- Episode no.: Season 5 Episode 4
- Directed by: Gordon Smith
- Written by: Gordon Smith
- Editing by: Skip Macdonald
- Original air date: March 9, 2020
- Running time: 46 minutes

Guest appearances
- Dean Norris as Hank Schrader; Kerry Condon as Stacey Ehrmantraut; Steven Michael Quezada as Steven Gomez; Rex Linn as Kevin Wachtell; Cara Pifko as Paige Novick; Barry Corbin as Everett Acker; Harrison Thomas as Lyle; Jeremiah Bitsui as Victor; David DeLaO as Diego; Sasha Feldman as Sticky; Morgan Krantz as Ron; Tim De Zarn as Mr. Harkness; Keong Sim as Ko; Frances Lee McCain as Judge Chapak;

Episode chronology
| ← Previous "The Guy for This" | Next → "Dedicado a Max" |
- Better Call Saul season 5

= Namaste (Better Call Saul) =

"Namaste" is the fourth episode of the fifth season of the AMC television series Better Call Saul, a spin-off series of Breaking Bad. The episode aired on March 9, 2020, on AMC in the United States. Outside of the United States, the episode premiered on the streaming service Netflix in several countries.

== Plot ==
After a night of drinking and sex, Jimmy McGill and Kim Wexler head to work. (Note: The morning after the closing scene of "The Guy for This".) Jimmy convinces Sticky and Ron, two drug users who had his "50% off" business cards, (Note: As depicted in "50% Off".) to keep him as their counsel when they seem ready to accept a free public defender. Jimmy later has lunch with Howard Hamlin, who admits HHM wronged Jimmy in the past, but says the feud was between Jimmy and Chuck McGill, and offers him the chance to join HHM, though Jimmy is dubious. As Howard drives away, Jimmy sees he has a vanity plate reading "NAMAST3".

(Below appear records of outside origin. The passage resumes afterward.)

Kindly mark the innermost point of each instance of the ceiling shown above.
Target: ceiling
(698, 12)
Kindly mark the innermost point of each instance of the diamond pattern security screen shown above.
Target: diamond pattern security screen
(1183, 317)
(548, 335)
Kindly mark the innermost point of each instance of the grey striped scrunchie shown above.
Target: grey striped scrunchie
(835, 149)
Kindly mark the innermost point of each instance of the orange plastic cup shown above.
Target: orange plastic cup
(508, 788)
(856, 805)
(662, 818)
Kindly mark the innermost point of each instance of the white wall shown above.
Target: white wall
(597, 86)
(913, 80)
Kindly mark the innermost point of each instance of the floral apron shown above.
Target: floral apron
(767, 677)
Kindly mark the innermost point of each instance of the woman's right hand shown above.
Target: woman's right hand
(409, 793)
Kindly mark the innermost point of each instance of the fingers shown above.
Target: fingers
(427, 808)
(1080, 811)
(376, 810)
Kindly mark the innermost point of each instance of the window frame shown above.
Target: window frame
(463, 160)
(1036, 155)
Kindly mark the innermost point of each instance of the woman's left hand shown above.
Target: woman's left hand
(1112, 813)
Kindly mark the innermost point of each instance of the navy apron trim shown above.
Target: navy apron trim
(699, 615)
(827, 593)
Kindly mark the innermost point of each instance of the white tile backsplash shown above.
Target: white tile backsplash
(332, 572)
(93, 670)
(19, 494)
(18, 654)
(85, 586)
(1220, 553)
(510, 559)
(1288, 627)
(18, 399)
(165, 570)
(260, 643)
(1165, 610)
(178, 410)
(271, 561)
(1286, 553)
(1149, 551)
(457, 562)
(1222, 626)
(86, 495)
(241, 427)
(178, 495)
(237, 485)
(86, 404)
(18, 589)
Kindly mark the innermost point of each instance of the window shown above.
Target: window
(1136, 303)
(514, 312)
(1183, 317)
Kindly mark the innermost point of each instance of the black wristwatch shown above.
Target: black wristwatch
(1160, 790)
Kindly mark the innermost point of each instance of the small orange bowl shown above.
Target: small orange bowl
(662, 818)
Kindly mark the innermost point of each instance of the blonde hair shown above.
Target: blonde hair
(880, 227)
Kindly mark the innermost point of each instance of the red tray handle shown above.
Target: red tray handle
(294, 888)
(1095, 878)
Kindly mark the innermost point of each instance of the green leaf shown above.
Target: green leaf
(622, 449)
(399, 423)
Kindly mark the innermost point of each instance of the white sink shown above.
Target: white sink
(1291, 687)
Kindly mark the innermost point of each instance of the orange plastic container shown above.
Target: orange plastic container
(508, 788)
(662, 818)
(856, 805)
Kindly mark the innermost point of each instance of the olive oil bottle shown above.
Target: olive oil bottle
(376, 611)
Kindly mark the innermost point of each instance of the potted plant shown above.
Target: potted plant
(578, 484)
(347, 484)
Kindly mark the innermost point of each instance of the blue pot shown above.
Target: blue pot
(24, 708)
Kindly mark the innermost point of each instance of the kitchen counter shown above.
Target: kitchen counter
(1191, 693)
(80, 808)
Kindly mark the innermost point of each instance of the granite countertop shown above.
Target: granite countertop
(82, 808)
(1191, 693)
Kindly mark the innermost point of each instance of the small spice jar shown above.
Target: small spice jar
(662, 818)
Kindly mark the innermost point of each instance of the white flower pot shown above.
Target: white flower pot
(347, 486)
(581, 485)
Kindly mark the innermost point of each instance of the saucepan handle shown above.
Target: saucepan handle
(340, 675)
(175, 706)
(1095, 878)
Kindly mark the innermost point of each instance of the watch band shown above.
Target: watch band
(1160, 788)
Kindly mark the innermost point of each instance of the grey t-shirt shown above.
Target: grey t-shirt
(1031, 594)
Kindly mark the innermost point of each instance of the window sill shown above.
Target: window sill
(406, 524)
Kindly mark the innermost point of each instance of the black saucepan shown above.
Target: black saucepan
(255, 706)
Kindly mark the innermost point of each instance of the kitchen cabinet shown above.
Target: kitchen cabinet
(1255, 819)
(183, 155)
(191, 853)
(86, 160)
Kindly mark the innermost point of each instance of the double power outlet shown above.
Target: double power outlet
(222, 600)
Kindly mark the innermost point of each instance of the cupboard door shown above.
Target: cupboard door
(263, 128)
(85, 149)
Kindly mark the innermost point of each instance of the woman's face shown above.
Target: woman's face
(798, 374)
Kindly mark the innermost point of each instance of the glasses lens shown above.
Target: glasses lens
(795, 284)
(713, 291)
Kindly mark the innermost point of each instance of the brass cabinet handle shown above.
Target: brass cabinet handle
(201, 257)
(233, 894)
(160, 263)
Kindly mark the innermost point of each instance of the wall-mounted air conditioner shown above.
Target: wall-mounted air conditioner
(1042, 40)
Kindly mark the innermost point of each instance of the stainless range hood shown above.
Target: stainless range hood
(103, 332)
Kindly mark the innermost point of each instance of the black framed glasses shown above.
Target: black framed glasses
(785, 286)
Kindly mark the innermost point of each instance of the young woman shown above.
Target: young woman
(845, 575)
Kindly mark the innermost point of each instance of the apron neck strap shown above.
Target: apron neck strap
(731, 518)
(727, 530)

Kim recommends an alternate building site to Kevin Wachtell and Paige Novick that will enable Mesa Verde to work around Everett Acker's refusal to vacate his home, but they insist on eviction. Kim looks on as Jimmy uses the Saul Goodman persona in a courtroom con that achieves a mistrial. She asks Jimmy to represent Acker against Mesa Verde, and Acker agrees. After buying three bowling balls at a pawn shop, (Note: As seen in in medias res during the cold open.) Jimmy flings them over Howard's front gate, damaging his expensive car.

The Albuquerque Police and DEA stake out Gus Fring's dead drops. Diego collects the money before being chased, and escapes through a small tunnel after abandoning the cash. While Hank Schrader is disappointed they did not get information on the higher-ups, the DEA and police celebrate the seizure of the drug money and the arrests of the three men who made the drug drops. Diego and Victor contact Gus with an update. At Los Pollos Hermanos, Gus has been seething in anger over the loss of the dead drops and venting his frustration on assistant manager Lyle by making him repeatedly clean the fryers. After Gus receives the call, Lyle asks if the fryers are clean enough, and Gus alludes to the dead drops by replying that the fryers are "acceptable".

Mike Ehrmantraut arrives at Stacey's home to watch Kaylee, but finds she hired another babysitter. She tells Mike she does not feel comfortable leaving Kaylee with him as a result of his previous outburst. (Note: As depicted in "50% Off".) As Mike is walking home, he is set upon by the street thugs he previously encountered. (Note: As seen in "The Guy for This".) They beat and stab him, and Mike wakes up in a pueblo at an unknown location.

==Production==
"Namaste" is the directorial debut of Gordon Smith, who had started off as a production assistant on Breaking Bad before becoming a screenwriter for both that show and Better Call Saul. In addition, Smith wrote the screenplay. The episode marks the final appearance of Dean Norris in the Breaking Bad franchise as Hank Schrader.

Namaste is a Sanskrit customary greeting; in the episode, it is depicted on the vanity license plate ("NAMAST3") of Howard's car.

==Reception==
"Namaste" received critical acclaim. On Rotten Tomatoes, it garnered a 92% rating with an average score of 8.21/10 based on 14 reviews. The site's critical consensus is, "Everyone is struggling to keep their cool in a Better Call Saul entry that meticulously sets up the season's storytelling pins, racking up suspense for the impending bowling ball that'll knock everything down."

===Ratings===
"Namaste" was watched by 1.22 million viewers on its first broadcast, which was a slight increase from the previous week of 1.18 million.